Open Zarquan opened 3 years ago
I'm not sure I understand the purpose of benchmarking csv to parquet conversion. It's working fast enough for administrative purposes (rare, one-off, bulk catalogue imports) and is not something we expect users to be interested in. Optimizing the system configuration for something that is of no interest to our end users seems unjustifiable in the face of all the other things that need doing. Moreover it's fraught with blind alleys and booby-traps in such a complex system. If we're worried about performance we'd be better to benchmark real-world science work flows IMHO because that can directly impact end-user experience. I suggest lowering the priority of this ticket to "very low priority, would be nice to know and understand" or perhaps even closing the ticket.
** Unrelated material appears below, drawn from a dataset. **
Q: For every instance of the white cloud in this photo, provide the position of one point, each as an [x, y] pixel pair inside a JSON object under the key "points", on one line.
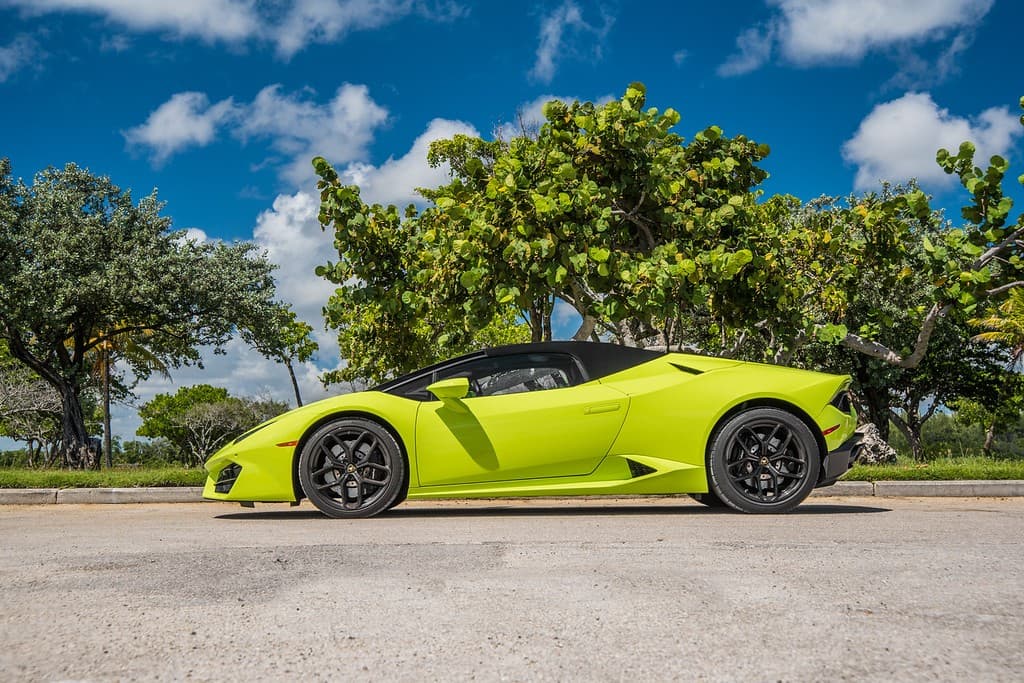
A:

I agree we should be using real-world science work flows, but we don't have many of them yet. The aim of this task was to use using a workflow that we know to develop the test infrastructure, stress test the system and find weaknesses in it. It is definitely not to optimise the system for the data import task.
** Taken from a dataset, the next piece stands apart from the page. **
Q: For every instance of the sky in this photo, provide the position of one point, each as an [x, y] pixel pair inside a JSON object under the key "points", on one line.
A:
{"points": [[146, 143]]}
Use the 2MASS csv->parquet conversion as a basis for benchmarking the performance of different configurations.
This is a top level task that can be broken down into several smaller steps:
Install a copy of the 2MASS csv files on a server we own (so we don't spam IPAC with our tests).
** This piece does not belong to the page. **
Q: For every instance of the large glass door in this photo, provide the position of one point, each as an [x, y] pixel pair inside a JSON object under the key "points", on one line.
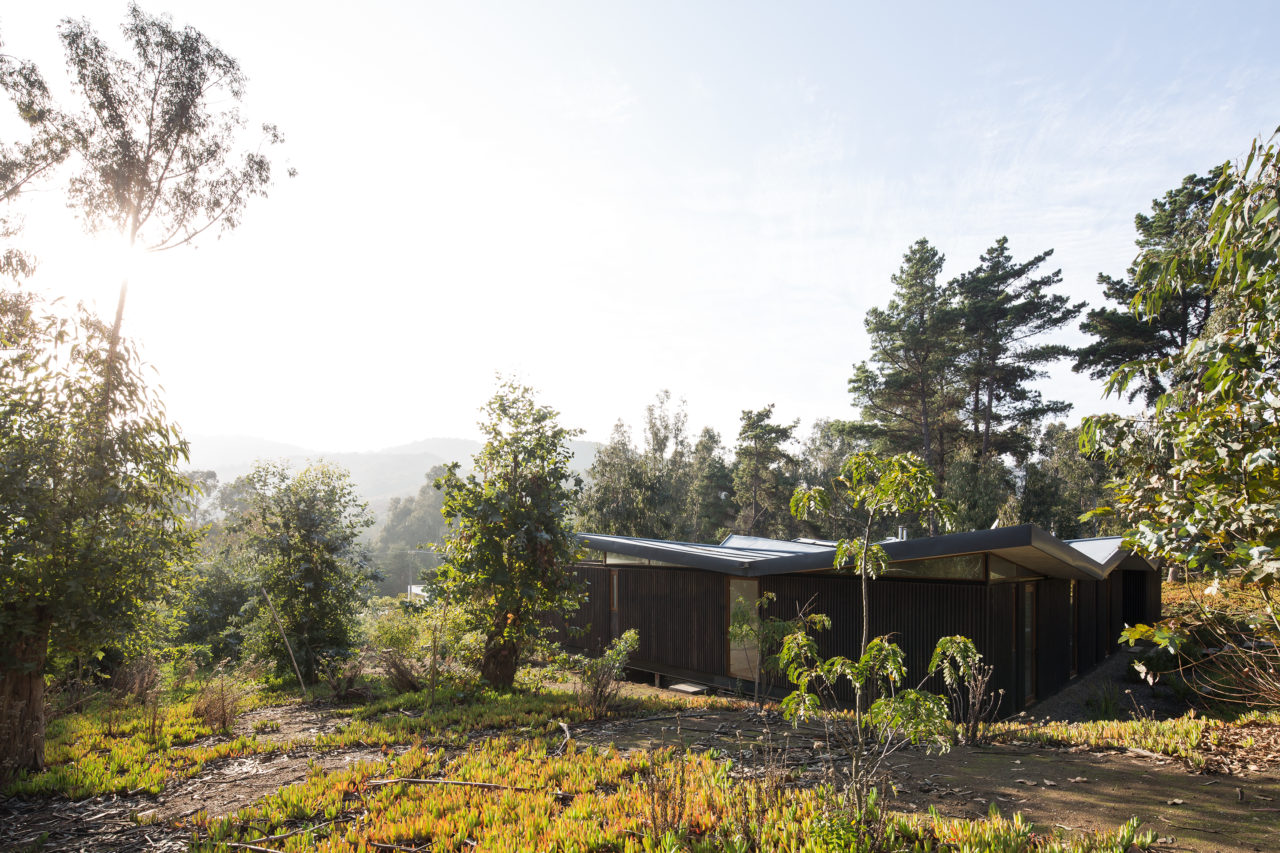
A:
{"points": [[1027, 619]]}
Package the 2MASS csv->parquet conversion as a notebook that generates test metrics
Use this as an example to develop some data set validation checks
Run the test notebook on a range of different configurations, logging the performance on each
Identify what the differences in performance are and figure out what is causing them
Note - this task isn't about increasing the performance, this is about using the benchmark tests to understand how the system works.